Итак, четыре колонны левого фланга уже спустились с высот, чтобы атаковать французов, когда императоры[583] вышли на серое, туманное утро, чтобы садиться верхами и ехать в поле – на Праценские высоты, с которых должно было быть видно поле сражения. Лица главного штаба выехали весело на рассвете, сожалея только о том, что им не удастся принять участие в самом бое. Кутузов был уж давно на лошади и, в сопровождении своих адъютантов и женоподобного Волхонского, сам вел колонну на Праценские высоты. Колонна эта должна была занять место Ланжерона и Пржшебышевского, сошедших с нее. Кутузов был в этот день совсем не тот главнокомандующий, каким его знали прежде в Турции и после при Бородине и Красном. Не было в нем этой тихой, прикрытой беспечностью и спокойствием, старческой силы презрения к людям и веры в себя, светившейся всегда из его узких глаз и твердо сложенных тонких губ. Он был скучен и раздражителен.[584] Он отдавал приказания только о движении, но ничего не приказывал.

– Allez voir, mon cher, si les tirailleurs sont postés,[585] – сказал он Волхонскому.

– Ce qu’ils font, ce qu’ils font,[586] – сказал он.

Волхонской поскакал и приехал с известием, что впереди их стрелков не было. Распорядились. Стало светать. Разные были люди в главной квартире: 1) кто старался всё делать медленно и обдумать всё, до чулок, 2) кто торопился, искал шевеленья [?],

3) кто был глупее и тупее обыкновенного, 4) кто готовился на подвиг всеми силами души, 5) кто ничего не видал, не слышал, всё было в тумане, 6) кто был, как всегда, болтал по французски и ничего не понимал, 7) кто уж перестрадал и был спокоен, как Волхонской.

Наконец заслышались выстрелы. Поднялись уши у людей и лошадей, показались панаши государей. Веселы, чистые, молоды, солнце – ярко, лошади чудесны. Кутузов скучен. Началось, (улыбка) – да.

Жалко, что мы не будем.

– Чтож вы не начинаете, Михаил Илларионович, – и лицо, вечно насмешливое, оскорбило государя.

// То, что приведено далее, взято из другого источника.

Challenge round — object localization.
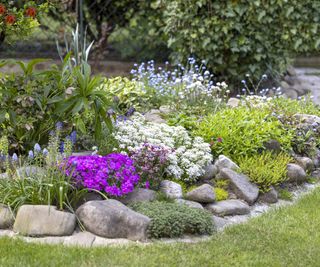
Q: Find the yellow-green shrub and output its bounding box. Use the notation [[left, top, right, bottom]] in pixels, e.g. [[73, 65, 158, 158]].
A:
[[239, 152, 292, 192]]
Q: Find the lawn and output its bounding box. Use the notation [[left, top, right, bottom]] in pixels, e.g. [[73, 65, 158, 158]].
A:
[[0, 188, 320, 267]]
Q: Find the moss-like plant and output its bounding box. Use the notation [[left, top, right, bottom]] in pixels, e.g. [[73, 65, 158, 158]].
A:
[[131, 201, 214, 238], [214, 187, 229, 201], [239, 152, 292, 192]]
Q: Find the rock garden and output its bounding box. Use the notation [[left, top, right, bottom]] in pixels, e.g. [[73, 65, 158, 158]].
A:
[[0, 1, 320, 255], [0, 55, 320, 246]]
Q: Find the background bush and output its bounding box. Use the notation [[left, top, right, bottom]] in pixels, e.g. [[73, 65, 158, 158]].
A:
[[132, 201, 214, 238], [239, 152, 292, 192], [135, 0, 320, 86], [194, 107, 292, 160]]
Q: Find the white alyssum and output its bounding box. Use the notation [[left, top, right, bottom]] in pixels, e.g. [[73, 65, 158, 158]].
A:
[[114, 114, 212, 182]]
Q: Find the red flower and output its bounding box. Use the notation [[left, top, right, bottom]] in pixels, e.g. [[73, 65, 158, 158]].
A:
[[0, 4, 6, 16], [5, 15, 16, 25], [26, 7, 37, 18]]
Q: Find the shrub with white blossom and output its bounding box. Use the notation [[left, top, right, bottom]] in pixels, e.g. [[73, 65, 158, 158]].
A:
[[114, 114, 212, 183]]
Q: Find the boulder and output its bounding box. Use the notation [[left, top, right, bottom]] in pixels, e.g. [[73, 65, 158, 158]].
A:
[[214, 155, 239, 172], [13, 205, 76, 236], [75, 192, 105, 208], [185, 184, 216, 203], [119, 188, 157, 205], [287, 163, 307, 183], [0, 204, 14, 229], [76, 199, 151, 241], [295, 157, 314, 171], [219, 168, 259, 205], [259, 187, 278, 204], [206, 199, 250, 216], [227, 97, 240, 108], [212, 215, 228, 231], [175, 198, 203, 209], [160, 180, 182, 199]]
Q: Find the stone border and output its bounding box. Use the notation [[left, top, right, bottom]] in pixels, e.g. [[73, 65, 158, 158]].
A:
[[0, 182, 320, 248]]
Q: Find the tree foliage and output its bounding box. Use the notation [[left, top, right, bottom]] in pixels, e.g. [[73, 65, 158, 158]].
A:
[[141, 0, 320, 85]]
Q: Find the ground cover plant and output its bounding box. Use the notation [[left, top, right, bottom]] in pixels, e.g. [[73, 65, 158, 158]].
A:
[[114, 114, 212, 182], [131, 201, 214, 238]]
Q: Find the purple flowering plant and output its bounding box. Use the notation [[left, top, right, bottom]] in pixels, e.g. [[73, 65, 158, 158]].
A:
[[130, 143, 172, 189], [65, 153, 140, 197]]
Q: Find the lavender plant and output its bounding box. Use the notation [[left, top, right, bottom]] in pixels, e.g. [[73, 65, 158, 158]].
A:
[[130, 143, 172, 189]]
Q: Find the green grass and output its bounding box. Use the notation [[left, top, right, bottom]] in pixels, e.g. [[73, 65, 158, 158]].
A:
[[0, 188, 320, 267]]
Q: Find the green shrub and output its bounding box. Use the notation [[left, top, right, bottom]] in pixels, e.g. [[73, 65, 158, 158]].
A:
[[194, 107, 293, 159], [269, 96, 320, 157], [102, 77, 152, 112], [239, 152, 292, 192], [0, 59, 68, 152], [140, 0, 320, 86], [214, 187, 229, 201], [131, 201, 214, 238]]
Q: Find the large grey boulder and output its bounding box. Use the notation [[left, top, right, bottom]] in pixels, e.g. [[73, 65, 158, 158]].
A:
[[175, 198, 204, 209], [160, 180, 182, 199], [206, 199, 250, 216], [0, 204, 14, 229], [13, 205, 76, 236], [212, 215, 228, 231], [219, 168, 259, 205], [295, 157, 314, 171], [119, 188, 157, 205], [214, 155, 239, 172], [185, 184, 216, 203], [76, 199, 151, 240], [287, 163, 307, 183], [259, 187, 278, 204]]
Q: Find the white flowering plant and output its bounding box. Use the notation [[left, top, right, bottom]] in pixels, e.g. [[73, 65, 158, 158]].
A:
[[131, 58, 230, 113], [113, 113, 212, 183]]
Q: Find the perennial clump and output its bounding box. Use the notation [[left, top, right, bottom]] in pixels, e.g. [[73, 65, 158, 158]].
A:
[[66, 153, 140, 196], [114, 114, 212, 182]]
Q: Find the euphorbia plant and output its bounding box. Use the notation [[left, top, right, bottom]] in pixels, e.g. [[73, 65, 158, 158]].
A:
[[0, 0, 53, 43]]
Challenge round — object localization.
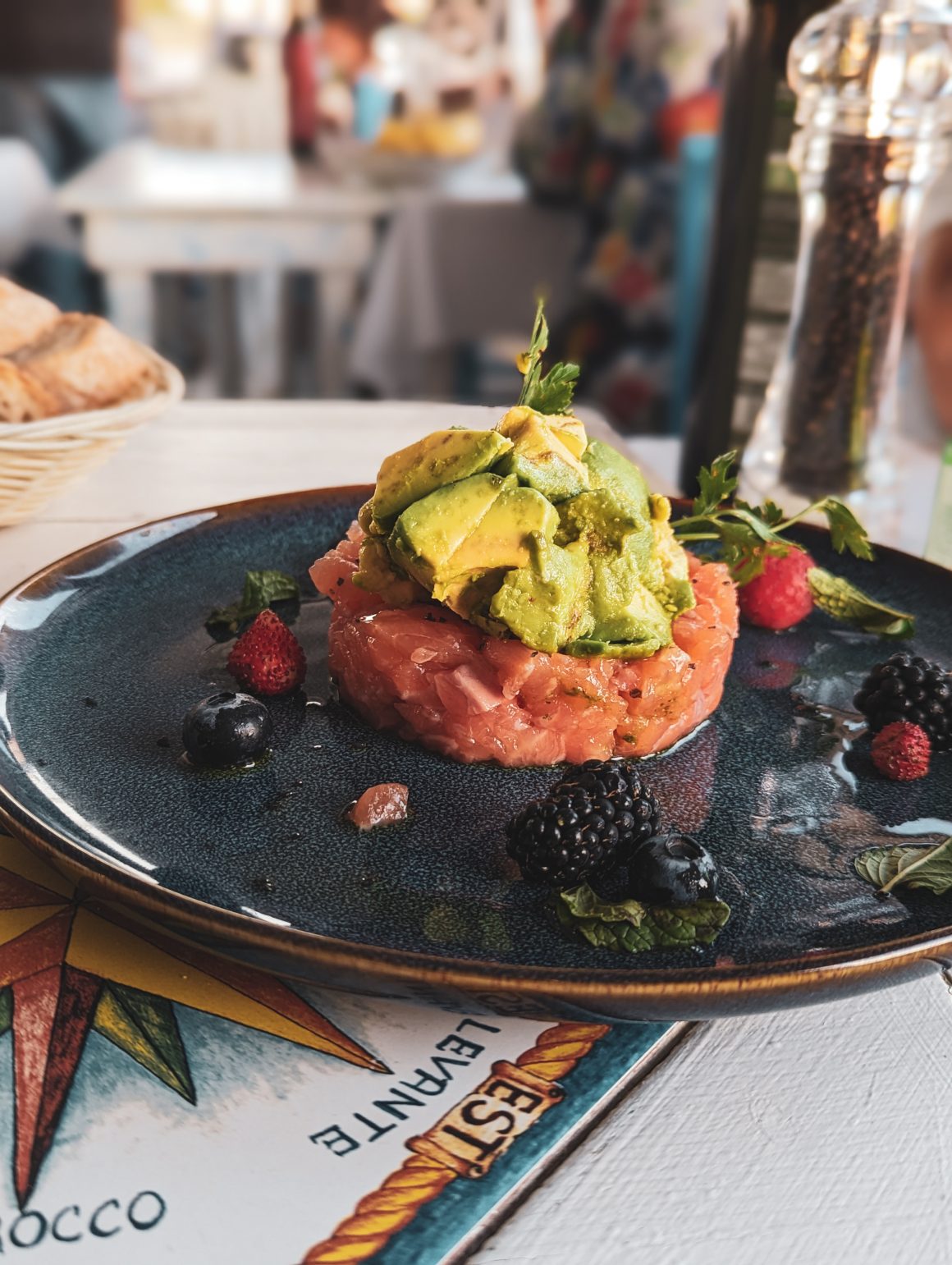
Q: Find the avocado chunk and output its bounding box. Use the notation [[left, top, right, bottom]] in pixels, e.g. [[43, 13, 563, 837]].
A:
[[387, 474, 515, 589], [489, 533, 592, 654], [373, 430, 512, 531], [433, 569, 510, 636], [648, 496, 698, 615], [556, 487, 655, 569], [354, 536, 428, 606], [440, 479, 559, 577], [589, 549, 671, 658], [496, 407, 589, 503], [545, 414, 588, 458], [582, 439, 651, 519]]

– Мы не на Царицыном лугу. Оттого то и не начинаю. – Сзади зашевелилось, недовольство, упрек. «Такого счастливого царя, можно ли смеяться». Нехорошо!!!

Коли прикажете…

– Ну да, с богом. Фигуры grotesque,[587] милая и красивая – шляпа с поля, вертится тут.

– Кто это? – Милорадович. Начинать. Адъютанты зашевелились, знамена, музыка и двинули полки еще лучше смотра Ольмюца.

Здорово, ребята.

– Здравья желаем, ваше императорское величество.

Милорадович: – Вам, ребята, не первую деревню брать. В свите голоса: «как он умеет, как никто, оживить, слово сказать русскому солдату». Государь улыбается, молодцы карабинеры прошли лихо, вольно, впереди новгородцы. Им – памятным новгородцам– не успели слово сказать. Не воодушевл[енье], солнце, светло. Два царя, всё умные, милые, красивые лица. Волхонской всё смотрел.[588]

Драгуны, кирасиры, конца нет. Говорят: ошиблись, заве[ли] их[589] на гору, действовать нельзя.

– Вот, черти, своей земли не знают. Теперь идут направо.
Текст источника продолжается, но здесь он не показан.